Levels and equalization

Level discipline, setting the tone output levels at the remote control, affects the reliability of a tone remote. Audio levels set too low may cause the transmitter to drop out when speech peaks occur. The combination of voice and signaling tones is supposed to lie in a balance. If everything is set ideally, a notch filter at the base station blocks the steady 2,175 Hz tone from going out on the air.

Level discipline varies from one system to another. In order to get the transmitter to key reliably, sometimes the continuous tone that holds the transmitter on may have to be set so it is heard in the transmit audio. Sometimes equalization problems with a telephone circuit make it necessary to run higher levels than a circuit with a flat response from 300 to 3000 Hz would require.

Audio level compression

Remote control consoles use audio level compression in transmit and receive audio paths.
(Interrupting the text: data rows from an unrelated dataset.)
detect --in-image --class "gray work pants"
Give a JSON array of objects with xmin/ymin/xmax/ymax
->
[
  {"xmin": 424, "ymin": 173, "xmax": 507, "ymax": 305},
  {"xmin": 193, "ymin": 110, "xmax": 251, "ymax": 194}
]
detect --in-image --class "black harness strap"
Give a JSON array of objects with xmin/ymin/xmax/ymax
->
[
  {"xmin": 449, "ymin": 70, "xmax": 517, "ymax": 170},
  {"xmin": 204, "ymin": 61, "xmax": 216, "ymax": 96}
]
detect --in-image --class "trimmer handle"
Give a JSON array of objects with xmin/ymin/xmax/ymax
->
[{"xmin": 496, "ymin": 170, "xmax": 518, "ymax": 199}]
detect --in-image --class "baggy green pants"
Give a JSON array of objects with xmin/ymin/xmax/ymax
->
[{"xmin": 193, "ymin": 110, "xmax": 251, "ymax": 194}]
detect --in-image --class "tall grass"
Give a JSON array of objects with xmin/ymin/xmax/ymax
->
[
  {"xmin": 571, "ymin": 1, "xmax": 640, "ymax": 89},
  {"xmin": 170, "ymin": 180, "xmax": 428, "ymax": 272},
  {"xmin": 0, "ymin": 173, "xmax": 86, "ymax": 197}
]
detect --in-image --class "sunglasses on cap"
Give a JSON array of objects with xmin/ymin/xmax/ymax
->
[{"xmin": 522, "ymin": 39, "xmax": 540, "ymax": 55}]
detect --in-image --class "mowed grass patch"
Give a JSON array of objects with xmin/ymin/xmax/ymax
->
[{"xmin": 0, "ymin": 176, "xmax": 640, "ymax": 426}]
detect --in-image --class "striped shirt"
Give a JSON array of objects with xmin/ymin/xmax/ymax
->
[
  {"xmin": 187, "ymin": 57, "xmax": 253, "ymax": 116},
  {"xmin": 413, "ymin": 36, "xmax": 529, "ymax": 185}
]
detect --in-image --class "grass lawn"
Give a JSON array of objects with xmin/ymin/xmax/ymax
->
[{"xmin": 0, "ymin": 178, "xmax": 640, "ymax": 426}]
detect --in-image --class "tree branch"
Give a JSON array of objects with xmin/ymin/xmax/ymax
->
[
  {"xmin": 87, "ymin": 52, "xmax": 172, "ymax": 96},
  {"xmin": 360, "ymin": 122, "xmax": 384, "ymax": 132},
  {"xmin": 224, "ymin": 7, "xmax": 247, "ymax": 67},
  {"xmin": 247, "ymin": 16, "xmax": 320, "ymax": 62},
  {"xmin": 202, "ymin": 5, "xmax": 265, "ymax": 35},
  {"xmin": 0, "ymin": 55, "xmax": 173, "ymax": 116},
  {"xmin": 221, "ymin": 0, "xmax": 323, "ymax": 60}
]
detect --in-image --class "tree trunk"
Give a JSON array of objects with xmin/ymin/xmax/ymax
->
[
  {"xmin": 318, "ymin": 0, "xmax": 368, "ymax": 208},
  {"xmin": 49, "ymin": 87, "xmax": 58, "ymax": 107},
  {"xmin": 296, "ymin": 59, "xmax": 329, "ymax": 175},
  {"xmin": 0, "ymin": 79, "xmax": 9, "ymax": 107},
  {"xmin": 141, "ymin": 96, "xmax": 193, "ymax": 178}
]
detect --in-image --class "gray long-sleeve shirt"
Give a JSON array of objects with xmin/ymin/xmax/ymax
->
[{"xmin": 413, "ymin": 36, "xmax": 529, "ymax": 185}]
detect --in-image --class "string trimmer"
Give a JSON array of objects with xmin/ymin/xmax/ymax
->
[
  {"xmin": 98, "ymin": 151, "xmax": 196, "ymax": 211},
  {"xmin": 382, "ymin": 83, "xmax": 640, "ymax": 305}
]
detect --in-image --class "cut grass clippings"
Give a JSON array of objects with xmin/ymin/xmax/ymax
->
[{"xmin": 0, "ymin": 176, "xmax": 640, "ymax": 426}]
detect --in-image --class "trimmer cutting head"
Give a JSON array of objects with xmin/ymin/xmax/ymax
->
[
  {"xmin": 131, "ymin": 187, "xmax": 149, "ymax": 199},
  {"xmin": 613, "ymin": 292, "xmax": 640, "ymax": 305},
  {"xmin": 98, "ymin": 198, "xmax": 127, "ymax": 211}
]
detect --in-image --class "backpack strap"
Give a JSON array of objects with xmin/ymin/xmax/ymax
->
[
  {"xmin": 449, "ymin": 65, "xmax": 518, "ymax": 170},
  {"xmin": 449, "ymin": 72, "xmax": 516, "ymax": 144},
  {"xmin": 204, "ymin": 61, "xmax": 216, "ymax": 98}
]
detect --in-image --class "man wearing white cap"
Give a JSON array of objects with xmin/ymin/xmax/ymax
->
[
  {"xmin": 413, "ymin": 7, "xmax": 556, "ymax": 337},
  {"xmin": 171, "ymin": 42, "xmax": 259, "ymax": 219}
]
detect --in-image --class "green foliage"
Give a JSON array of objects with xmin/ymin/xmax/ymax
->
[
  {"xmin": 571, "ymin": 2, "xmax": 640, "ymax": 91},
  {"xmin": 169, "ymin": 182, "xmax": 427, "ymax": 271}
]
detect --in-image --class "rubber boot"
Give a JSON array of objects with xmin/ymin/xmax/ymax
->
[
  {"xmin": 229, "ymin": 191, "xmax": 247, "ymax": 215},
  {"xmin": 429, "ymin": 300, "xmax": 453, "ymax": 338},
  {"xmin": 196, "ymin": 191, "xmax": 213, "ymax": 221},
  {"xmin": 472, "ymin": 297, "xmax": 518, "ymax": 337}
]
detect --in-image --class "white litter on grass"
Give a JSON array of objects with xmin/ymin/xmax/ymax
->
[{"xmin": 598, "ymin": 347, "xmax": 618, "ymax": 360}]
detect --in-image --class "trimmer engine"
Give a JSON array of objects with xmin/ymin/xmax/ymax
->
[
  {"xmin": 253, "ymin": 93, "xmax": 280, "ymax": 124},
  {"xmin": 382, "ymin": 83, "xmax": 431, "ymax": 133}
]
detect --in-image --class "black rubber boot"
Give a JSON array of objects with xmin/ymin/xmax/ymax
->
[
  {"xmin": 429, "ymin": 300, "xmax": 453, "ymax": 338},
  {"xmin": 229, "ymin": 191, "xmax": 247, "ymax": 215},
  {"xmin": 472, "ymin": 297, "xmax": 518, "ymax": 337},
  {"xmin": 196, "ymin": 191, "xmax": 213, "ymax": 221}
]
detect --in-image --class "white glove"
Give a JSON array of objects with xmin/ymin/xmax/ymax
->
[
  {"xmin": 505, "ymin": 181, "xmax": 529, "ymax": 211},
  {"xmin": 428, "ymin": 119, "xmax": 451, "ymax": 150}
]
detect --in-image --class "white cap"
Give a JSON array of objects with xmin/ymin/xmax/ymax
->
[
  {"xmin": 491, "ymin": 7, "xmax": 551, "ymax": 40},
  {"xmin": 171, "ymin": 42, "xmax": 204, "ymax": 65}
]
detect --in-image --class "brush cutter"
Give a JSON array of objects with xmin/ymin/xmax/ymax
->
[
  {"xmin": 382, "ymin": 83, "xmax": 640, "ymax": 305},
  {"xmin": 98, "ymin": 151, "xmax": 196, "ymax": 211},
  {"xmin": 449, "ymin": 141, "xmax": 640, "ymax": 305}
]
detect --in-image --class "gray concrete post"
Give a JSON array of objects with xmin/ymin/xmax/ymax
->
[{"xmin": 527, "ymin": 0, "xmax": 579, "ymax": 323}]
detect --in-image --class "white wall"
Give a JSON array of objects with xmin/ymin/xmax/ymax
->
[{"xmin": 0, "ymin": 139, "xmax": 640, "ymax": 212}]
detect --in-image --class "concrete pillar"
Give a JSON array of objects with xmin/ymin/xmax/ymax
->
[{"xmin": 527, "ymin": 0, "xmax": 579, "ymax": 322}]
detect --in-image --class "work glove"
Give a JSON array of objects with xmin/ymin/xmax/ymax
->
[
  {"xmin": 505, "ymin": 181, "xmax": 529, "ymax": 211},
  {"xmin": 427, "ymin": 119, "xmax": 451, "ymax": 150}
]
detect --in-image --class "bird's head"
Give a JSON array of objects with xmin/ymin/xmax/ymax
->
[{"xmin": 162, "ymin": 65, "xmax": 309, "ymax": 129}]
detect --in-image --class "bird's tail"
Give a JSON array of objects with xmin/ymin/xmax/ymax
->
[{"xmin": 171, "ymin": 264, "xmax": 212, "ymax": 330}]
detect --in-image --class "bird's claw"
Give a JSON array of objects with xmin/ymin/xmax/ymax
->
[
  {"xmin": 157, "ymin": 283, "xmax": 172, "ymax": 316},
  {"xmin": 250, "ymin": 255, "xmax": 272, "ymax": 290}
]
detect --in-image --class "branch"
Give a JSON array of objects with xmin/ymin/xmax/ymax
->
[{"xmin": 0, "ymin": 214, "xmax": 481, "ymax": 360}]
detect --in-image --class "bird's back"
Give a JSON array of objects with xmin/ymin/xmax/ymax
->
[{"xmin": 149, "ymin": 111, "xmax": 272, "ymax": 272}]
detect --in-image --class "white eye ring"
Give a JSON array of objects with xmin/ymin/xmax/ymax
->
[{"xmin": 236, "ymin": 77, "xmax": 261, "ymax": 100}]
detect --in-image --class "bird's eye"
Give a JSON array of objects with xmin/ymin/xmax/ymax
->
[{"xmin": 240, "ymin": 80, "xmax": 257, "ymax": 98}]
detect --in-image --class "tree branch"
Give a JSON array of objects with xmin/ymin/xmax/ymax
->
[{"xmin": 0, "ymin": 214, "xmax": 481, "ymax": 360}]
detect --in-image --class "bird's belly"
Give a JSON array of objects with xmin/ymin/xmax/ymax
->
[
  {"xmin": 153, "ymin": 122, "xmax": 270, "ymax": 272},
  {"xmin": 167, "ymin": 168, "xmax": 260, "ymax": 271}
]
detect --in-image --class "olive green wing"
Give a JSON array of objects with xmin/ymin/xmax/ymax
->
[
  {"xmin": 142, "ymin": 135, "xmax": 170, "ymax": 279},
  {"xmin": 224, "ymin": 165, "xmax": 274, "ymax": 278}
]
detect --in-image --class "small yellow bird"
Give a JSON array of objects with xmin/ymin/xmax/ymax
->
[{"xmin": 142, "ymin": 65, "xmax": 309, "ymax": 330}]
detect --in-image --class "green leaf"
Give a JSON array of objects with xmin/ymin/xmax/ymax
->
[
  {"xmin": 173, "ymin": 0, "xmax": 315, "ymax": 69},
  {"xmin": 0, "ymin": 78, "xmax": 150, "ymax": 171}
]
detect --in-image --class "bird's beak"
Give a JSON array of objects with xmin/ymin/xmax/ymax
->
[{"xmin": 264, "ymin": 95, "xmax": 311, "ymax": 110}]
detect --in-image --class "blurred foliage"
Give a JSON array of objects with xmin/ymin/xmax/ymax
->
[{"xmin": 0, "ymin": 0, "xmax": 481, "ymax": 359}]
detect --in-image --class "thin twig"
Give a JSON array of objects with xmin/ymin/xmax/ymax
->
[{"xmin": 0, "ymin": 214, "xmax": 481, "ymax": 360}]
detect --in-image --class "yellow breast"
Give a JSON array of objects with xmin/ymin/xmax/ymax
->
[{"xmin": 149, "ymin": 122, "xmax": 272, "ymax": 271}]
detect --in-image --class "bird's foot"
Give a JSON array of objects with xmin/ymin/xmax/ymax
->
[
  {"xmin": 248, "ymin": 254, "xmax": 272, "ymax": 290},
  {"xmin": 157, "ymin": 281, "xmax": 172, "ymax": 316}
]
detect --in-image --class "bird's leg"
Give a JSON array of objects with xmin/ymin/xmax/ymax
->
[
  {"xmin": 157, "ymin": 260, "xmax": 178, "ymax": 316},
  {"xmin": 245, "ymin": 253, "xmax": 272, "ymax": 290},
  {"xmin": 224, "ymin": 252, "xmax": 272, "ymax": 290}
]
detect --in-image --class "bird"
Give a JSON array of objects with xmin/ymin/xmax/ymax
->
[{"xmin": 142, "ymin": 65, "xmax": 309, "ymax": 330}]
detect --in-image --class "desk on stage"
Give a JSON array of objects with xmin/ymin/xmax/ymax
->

In documentation for most any console, receive audio is described as having a 30 decibel (db) knee of compression: for a 30 db variation in input audio level, the speaker volume changes by 3 db. [There are many examples all citing this figure. One of many would be "Maintenance Manual: Deskon II Remote Control Unit for Standard and GE Mark V Trunked Mobile Radio Desk Top and Wall Mount", part number LBI30968B, (Lynchburg, Virginia: General Electric Mobile Radio, unknown year.) ] This is desirable because persons calling on the radio who are whispering or yelling would ideally be intelligible and be presented to the console user at roughly the same volume. It helps reduce the need to constantly adjust the volume control to accommodate different voices. It also helps the console user talk on the telephone without loud sounds coming from the remote control speaker. A professional dispatcher will often set the console volume at a setting similar to the telephone's perceived volume. This allows the dispatcher to shift her attention between the radio and the phone without continually adjusting volume controls during a conversation.

Transmit audio is compressed so that field units can hear the base station user over background environmental noise present in cars and in the street scape around walkie-talkie users.

Tone conflicts

In designing a system, it is important to pick selective calling tones that do not conflict with remote control tones in use.

Analog voting systems usually utilize either 2,175 Hz or 1,950 Hz as an indication a receiver is squelched or idle. In the case of 2,175 Hz, the steady tone leaking from a receiver phone line, or from the output of the voting comparator, may cause the transmitter to lock on.

Two wire versus four wire

The simplest tone remote system uses a two-wire audio circuit to operate a simplex base station. If simultaneous transmit and receive is required, a four-wire or full duplex audio path to the base station is required. Systems using diversity combining (voting) require four-wire circuits.

Some systems where transmitter steering is employed may also require a separate audio path for transmit and receive, (four-wire circuits).